Inferring Shape and Structure from Design Drawings
Patrick W. Yaner and Ashok K. Goel
Design Intelligence Laboratory
Interactive Computing Department
College of Computing, Georgia Institute of Technology
Technology Square Research Building
85 5th Street NE
Atlanta, GA 30332-0760
,
Pages: 35
Tables: 3
Figures: 8
Inferring Shape and Structure from Design Drawings
Patrick W. Yaner and Ashok K. Goel
Abstract: We describe a method for constructing a structural model of an unlabelled 2D line drawing by analogy to a known model of a drawing with similar structure. The source case is represented as a schema that contains its line drawing and its structural model represented at multiple levels of abstraction: the lines and intersections in the drawing, the shapes, the structural components and connections of the device depicted in the drawing. Given a target drawing and a relevant source case, our method of compositional analogy first constructs a representation of the lines and the intersections in the target drawing, then uses the mappings at the level of line intersections to transfer the shape representations from the source case to the target, next uses the mappings at the level of shapes to transfer the full structural model of the depicted system from the source to the target.
Keywords: compositional analogy, visual reasoning, diagrammatic reasoning, case-based reasoning, analogical reasoning
1
Shape and Structure from Drawings by Compositional Analogy
1. Motivation and Goals
Visual media can be of great importance for designers, and so for example understanding a new design often means understanding a drawing. In artificial intelligence, this implies that knowledge acquisition in computer-aided design can productively occur using drawings as the knowledge source. However, for this to occur requires machines that are able to interpret drawings of designs.
In this work we view the task of interpreting drawings as one of constructing a model of what the drawing depicts: the model enables higher-level (i.e. non-visual) inferences regarding the depicted content of the drawing (see Glasgow, Narayanan, and Chandrasekaran, 1995, for different perspectives on diagram understanding).
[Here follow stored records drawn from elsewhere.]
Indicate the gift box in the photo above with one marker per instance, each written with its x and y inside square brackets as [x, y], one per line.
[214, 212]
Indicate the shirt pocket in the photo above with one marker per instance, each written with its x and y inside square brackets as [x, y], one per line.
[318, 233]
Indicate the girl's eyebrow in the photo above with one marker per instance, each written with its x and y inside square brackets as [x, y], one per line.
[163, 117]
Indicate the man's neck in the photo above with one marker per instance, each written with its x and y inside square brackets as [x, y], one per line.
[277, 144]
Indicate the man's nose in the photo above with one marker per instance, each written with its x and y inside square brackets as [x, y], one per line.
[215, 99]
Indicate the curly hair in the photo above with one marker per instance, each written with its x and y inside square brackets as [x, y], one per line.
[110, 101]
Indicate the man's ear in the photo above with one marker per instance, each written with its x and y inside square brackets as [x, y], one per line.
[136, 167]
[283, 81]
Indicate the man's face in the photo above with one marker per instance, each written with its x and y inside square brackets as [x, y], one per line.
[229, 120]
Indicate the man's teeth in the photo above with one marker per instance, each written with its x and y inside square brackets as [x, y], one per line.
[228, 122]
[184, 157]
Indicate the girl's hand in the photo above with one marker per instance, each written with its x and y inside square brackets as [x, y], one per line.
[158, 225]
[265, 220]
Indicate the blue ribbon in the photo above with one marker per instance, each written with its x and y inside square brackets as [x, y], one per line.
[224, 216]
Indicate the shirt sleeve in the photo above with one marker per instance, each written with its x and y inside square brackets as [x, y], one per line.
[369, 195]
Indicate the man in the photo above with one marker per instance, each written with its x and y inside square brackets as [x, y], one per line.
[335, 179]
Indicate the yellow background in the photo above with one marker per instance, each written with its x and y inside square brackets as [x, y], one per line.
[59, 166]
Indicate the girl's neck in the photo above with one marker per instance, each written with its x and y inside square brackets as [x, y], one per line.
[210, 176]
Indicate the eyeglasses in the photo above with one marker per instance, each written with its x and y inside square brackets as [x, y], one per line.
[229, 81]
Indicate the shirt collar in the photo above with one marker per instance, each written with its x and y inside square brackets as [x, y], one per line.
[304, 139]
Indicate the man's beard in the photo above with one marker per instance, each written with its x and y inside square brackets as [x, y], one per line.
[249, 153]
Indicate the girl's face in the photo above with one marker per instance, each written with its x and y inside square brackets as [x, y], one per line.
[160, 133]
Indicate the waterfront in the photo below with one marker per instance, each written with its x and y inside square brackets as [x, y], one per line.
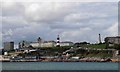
[59, 66]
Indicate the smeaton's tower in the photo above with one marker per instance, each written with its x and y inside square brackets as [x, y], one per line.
[58, 41]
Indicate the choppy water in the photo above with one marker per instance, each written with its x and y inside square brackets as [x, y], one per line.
[59, 66]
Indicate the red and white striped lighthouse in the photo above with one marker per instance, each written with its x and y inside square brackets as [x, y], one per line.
[58, 41]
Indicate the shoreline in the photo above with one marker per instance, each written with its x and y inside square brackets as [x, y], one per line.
[58, 61]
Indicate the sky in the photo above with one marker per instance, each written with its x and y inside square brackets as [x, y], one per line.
[73, 21]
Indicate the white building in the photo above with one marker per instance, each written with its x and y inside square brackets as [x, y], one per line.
[48, 44]
[67, 43]
[35, 44]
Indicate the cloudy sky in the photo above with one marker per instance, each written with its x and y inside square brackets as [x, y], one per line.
[73, 21]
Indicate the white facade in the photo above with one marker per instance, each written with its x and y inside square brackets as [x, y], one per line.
[66, 43]
[48, 44]
[35, 44]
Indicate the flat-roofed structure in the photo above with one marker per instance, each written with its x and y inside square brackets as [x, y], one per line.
[112, 42]
[8, 46]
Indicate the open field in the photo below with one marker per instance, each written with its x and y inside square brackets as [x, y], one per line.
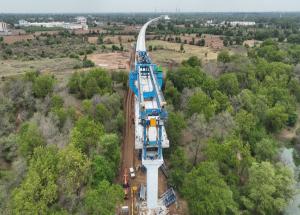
[112, 60]
[57, 66]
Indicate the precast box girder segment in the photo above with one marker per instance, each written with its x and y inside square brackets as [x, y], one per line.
[146, 82]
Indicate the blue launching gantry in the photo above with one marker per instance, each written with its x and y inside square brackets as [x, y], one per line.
[146, 82]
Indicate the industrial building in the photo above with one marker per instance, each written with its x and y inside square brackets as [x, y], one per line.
[81, 23]
[4, 29]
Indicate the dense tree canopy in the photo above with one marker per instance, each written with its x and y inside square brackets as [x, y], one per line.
[207, 192]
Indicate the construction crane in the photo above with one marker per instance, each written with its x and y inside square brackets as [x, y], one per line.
[146, 80]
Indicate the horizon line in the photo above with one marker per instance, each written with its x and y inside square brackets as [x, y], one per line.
[150, 12]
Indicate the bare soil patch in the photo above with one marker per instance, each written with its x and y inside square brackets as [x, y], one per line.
[111, 61]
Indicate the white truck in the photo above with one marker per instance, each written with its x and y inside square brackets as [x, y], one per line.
[132, 173]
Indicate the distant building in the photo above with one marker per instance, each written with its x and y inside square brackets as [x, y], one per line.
[4, 29]
[239, 23]
[80, 24]
[81, 20]
[213, 41]
[251, 43]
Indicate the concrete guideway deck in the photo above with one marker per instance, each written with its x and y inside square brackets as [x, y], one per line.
[150, 116]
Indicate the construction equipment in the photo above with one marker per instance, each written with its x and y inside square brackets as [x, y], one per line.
[125, 210]
[142, 194]
[169, 197]
[146, 81]
[126, 185]
[132, 172]
[133, 194]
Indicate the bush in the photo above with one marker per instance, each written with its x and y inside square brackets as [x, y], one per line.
[29, 138]
[43, 85]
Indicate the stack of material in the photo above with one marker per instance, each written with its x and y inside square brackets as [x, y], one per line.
[161, 210]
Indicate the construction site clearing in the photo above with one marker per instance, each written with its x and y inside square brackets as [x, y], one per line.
[143, 173]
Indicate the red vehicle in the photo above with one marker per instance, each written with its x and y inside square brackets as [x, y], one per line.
[126, 185]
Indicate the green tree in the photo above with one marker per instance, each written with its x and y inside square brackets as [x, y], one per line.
[228, 84]
[174, 126]
[193, 61]
[102, 169]
[218, 198]
[86, 135]
[179, 167]
[269, 188]
[29, 138]
[38, 189]
[111, 149]
[43, 85]
[222, 101]
[201, 103]
[233, 157]
[103, 199]
[276, 118]
[73, 169]
[266, 149]
[187, 77]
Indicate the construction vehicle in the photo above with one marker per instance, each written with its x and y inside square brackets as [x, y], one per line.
[132, 173]
[126, 185]
[125, 210]
[146, 81]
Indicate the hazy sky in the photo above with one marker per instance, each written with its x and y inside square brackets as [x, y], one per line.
[39, 6]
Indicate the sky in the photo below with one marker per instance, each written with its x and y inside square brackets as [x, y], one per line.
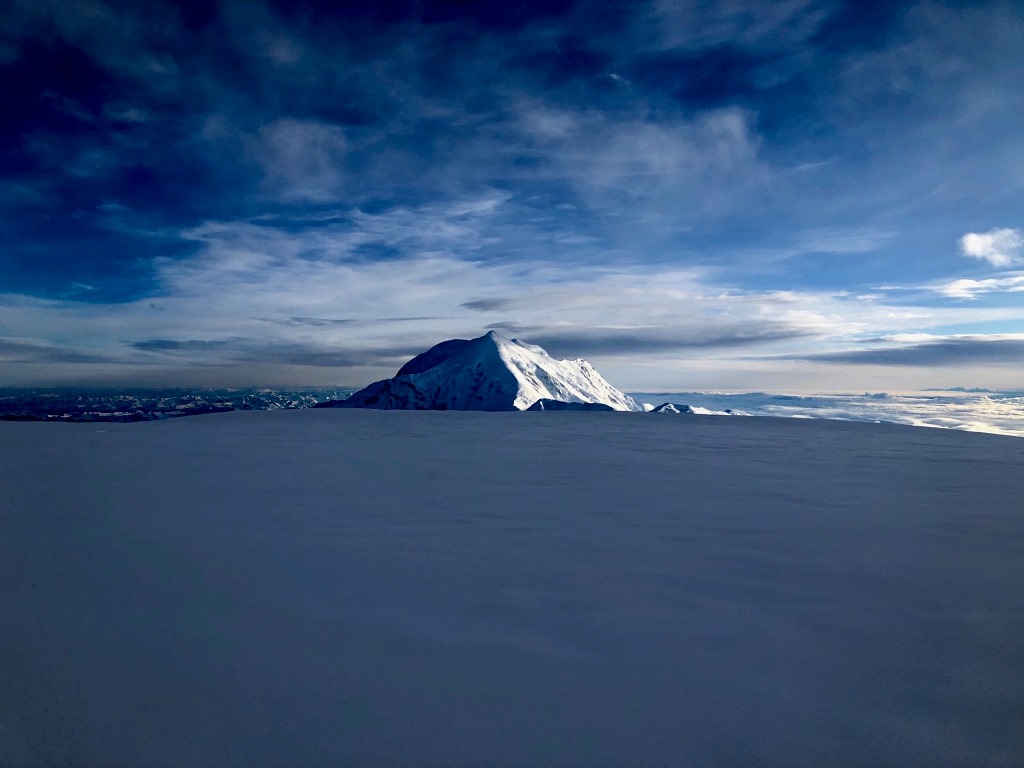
[788, 196]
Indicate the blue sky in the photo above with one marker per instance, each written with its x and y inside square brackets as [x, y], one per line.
[800, 195]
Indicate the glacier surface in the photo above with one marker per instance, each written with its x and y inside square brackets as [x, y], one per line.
[366, 588]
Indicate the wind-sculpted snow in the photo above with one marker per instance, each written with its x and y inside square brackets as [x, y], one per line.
[491, 373]
[365, 588]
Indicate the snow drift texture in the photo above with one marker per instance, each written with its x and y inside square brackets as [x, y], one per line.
[491, 373]
[388, 588]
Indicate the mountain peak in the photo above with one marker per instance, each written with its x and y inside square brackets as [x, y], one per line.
[488, 373]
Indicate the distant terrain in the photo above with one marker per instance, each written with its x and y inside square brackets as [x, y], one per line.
[148, 404]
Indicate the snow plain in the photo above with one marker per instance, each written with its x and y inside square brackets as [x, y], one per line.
[349, 587]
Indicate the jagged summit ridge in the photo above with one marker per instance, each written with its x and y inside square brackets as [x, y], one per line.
[489, 373]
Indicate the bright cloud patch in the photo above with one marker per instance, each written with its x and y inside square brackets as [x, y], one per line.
[998, 247]
[970, 289]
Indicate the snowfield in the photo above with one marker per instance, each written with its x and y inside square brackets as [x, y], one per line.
[391, 588]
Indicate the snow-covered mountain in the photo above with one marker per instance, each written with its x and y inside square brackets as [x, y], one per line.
[491, 373]
[679, 408]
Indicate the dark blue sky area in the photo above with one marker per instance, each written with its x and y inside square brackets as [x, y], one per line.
[833, 153]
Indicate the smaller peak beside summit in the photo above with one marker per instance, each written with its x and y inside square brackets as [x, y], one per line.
[489, 373]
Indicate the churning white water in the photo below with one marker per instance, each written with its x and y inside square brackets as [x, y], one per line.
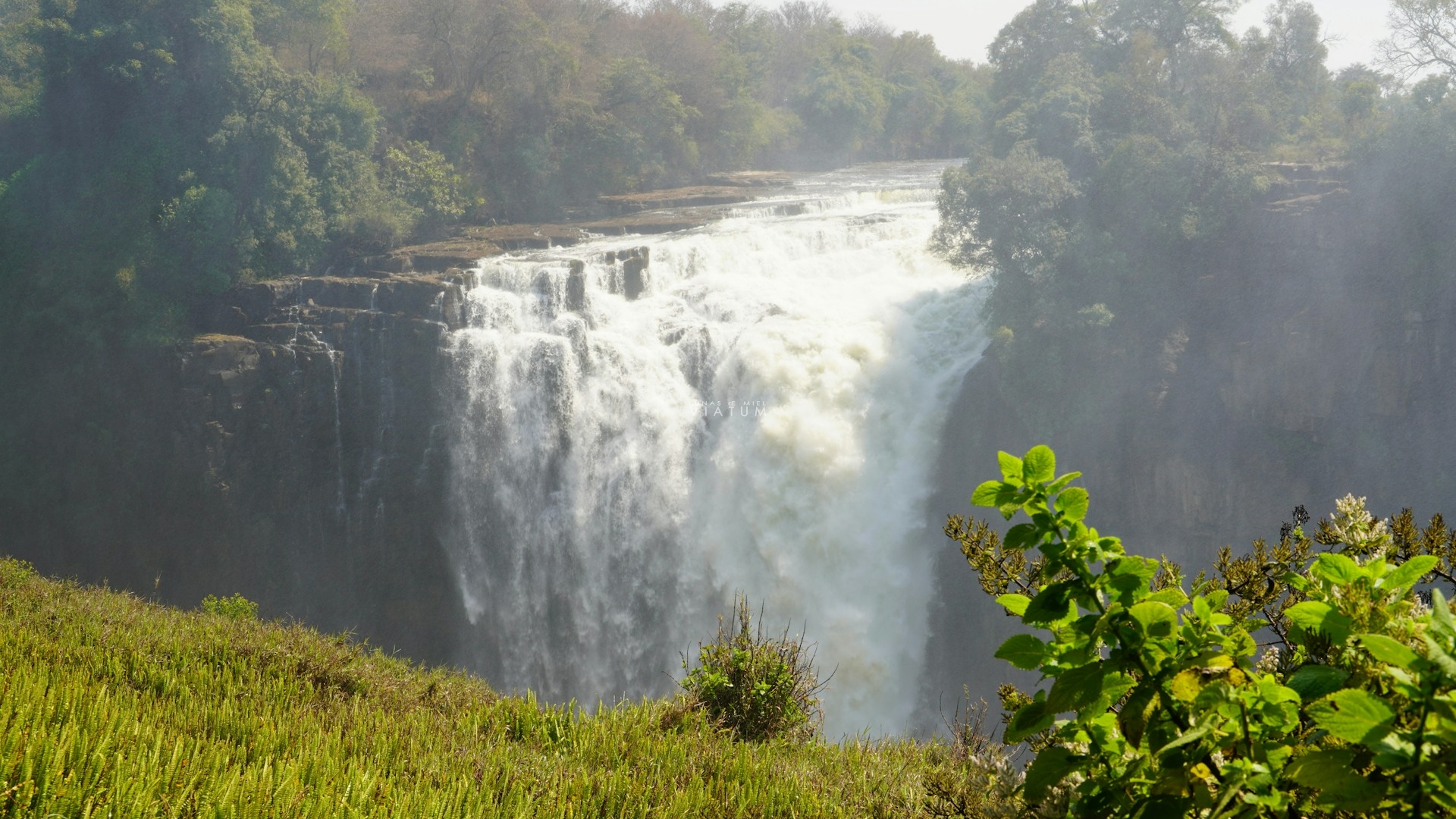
[762, 417]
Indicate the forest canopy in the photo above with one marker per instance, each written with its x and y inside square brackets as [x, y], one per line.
[1130, 143]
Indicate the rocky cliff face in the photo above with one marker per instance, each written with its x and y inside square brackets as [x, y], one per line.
[290, 453]
[1307, 368]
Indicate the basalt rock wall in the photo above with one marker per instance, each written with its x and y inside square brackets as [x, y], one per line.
[290, 453]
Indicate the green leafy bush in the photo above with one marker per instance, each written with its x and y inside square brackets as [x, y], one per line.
[1159, 701]
[237, 607]
[755, 686]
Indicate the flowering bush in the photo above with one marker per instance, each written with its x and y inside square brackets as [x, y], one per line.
[1159, 703]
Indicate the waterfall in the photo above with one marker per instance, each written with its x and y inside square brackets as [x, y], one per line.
[764, 417]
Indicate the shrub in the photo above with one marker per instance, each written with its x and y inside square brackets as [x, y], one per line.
[758, 687]
[237, 607]
[1171, 714]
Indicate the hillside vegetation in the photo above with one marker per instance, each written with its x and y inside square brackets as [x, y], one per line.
[111, 706]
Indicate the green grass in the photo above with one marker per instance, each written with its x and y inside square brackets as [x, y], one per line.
[111, 706]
For example, in the context of CAD environments, the input to the task may be an un-annotated 2D line drawing depicting a kinematics device, and the output might then be a structural model of the device—i.e. a specification of the configuration and properties of the components and their structural relations. Current methods for extracting a model from a drawing (Alvarado & Davis, 2005; Ferguson & Forbus, 2000) rely on domain-specific rules. I propose to infer a model by analogy to a similar drawing whose model is known.
This theory is implemented in a program called Archytas. This program reads in a 2D un-labeled drawing and, given the source drawing and associated teleological model, attempts to infer by analogy (1) a representation of the shapes and spatial relations in the target drawing and (2) a representation of the structural components and interconnections of the device depicted in the drawing. This method of compositional analogy works iteratively to successively higher levels of abstraction, interleaving mapping and transfer at various levels to construct a new structural model.
Analogy-based comprehension is often presented as the problem of analogical mapping (e.g., Falkenhainer, Forbus, & Gentner, 1990; Holyoak & Thagard, 1989) and specifically that of structural alignment (where “structure” in this context means that of the representation itself—i.e. relational similarity as opposed to similarity of features). Certainly the transfer of some knowledge from source to target is always the goal of analogical inference, but when analogy is treated as structural alignment the tendency is to regard an analogy as an alignment or mapping In this work we will see that the use of multiple levels of abstraction and aggregation requires a change in this view, and in particular a whole mapping at one level can become a single match hypothesis (in SME’s terminology) at the next level. The role of mappings with respect to transfer thus changes when we consider working at several levels of abstraction all at once.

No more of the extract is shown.